Desde lejos, afuera del cielo crepuscular,

contemplo los surcos triangulares,

de abajo hacia arriba,

también de arriba hacia abajo;

el orden si altera la percepción de dicha vista,

más mi ser, cosa insignificante para el mar cósmico,

descansa en un acceso de paz y melancolía

al saber que el paisaje no es sólo bello,

porque peca de magnánimo,

con su maleza, escondiéndose de los ojos humanos,

allá, donde la sabiduría se vuelve una con las ramas

del pasado, presente y futuro.

¿Acaso lo que capto es una montaña, un río, una ciénaga?

¿O es la naturaleza en su conjunto?

Aunque lo simple se fragmente en infinito,

la montaña no dejará de ser montaña,

el río no dejará de ser río,

la naturaleza no dejará de ser naturaleza,

¿Qué soy yo en medio de lo que no pierde su esencia?

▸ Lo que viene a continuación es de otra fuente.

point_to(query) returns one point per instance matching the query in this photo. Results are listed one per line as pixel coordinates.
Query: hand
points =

Materia astral, moldeada por el barro,

que velan el sol y la luna,

los guardianes de lo puro,

que viajan enamorados uno del otro,

pero el destino los ha condenado,

tal como Hades lo hizo con Orfeo y Eurídice.

Algo, algo llamado deleite,

va y viene, recorriendo mi espíritu elevado.

La vida cobra sentido,

como el verde intenso del bosque,

ahí, donde mi ser se interna sin temor;

porque no hay cosa más placentera,

que sentir el abrazo de Minerva,

sentado en una piedra de antaño,

con el lago voluminoso al lado.

He dejado de estar extraviado,

la senda se me ilumina con las luces de las luciérnagas;

me quedo quieto, de pie,

mientras me hundo en el mismo aposento de donde vine,

tierra mía, déjame ser tu hijo perenne cada vez que llega el ocaso.